Aquando da V Conferência Ministerial do Fórum Macau, em Outubro último, realizou-se uma cerimónia de descerramento da placa do referido complexo, ainda por construir. O primeiro-ministro chinês, Li Keqiang, assistiu à cerimónia.

O descerramento da placa simboliza “o novo patamar para Macau na criação da Plataforma de Serviços para a Cooperação Comercial entre a China e os países de língua portuguesa”, segundo o Governo da Região Administrativa Especial.

Lionel Leong afirmou que a mudança da sede do fundo para Macau, que tinha descrito anteriormente como uma “prenda” de Pequim, constitui “um passo importante no reforço de Macau como ‘plataforma de serviços para a cooperação comercial entre a China e os países de língua portuguesa’”.

O complexo, além de ir ser o palco para o Fórum Macau, vai albergar o Centro de Exposição dos Produtos Alimentares dos Países de Língua Portuguesa, o Centro de Serviço Empresarial entre a China e os Países de Língua Portuguesa, o Centro de Formação, o Centro de Informações, e um Pavilhão sobre Relações Económicas, Comerciais e Culturais entre a China e os Países de Língua Portuguesa.

Com uma área de 14.200 metros quadrados, terá ainda um Pavilhão de Exposição alusivo ao desenvolvimento urbanístico de Macau e irá disponibilizar “escritórios temporários e permanentes para os serviços públicos, organismos e as associações da China e dos países lusófonos envolvidos na construção da plataforma e organização do Fórum, segundo dados revelados anteriormente.

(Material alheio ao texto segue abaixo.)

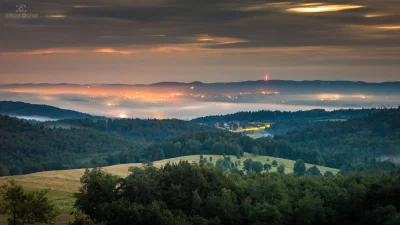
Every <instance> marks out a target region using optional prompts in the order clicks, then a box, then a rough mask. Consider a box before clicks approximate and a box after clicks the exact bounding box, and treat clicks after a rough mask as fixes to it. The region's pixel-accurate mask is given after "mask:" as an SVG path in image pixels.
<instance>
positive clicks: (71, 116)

O complexo ainda não tem uma data de abertura prevista.

Em Fevereiro, após a primeira ronda do concurso público da empreitada de conceção e construção, a Direcção dos Serviços de Solos, Obras Públicas e Transporte (DSSOPT) indicou que, segundo as estimativas, a obra poderia ter início no segundo semestre e que o prazo máximo de execução era de 600 dias.

A China estabeleceu a Região Administrativa Especial de Macau (RAEM) como plataforma para o reforço da cooperação económica e comercial com os países de língua portuguesa em 2003, ano em que criou o Fórum Macau.

O Fórum Macau tem um secretariado permanente e reúne-se a nível ministerial de três em três anos.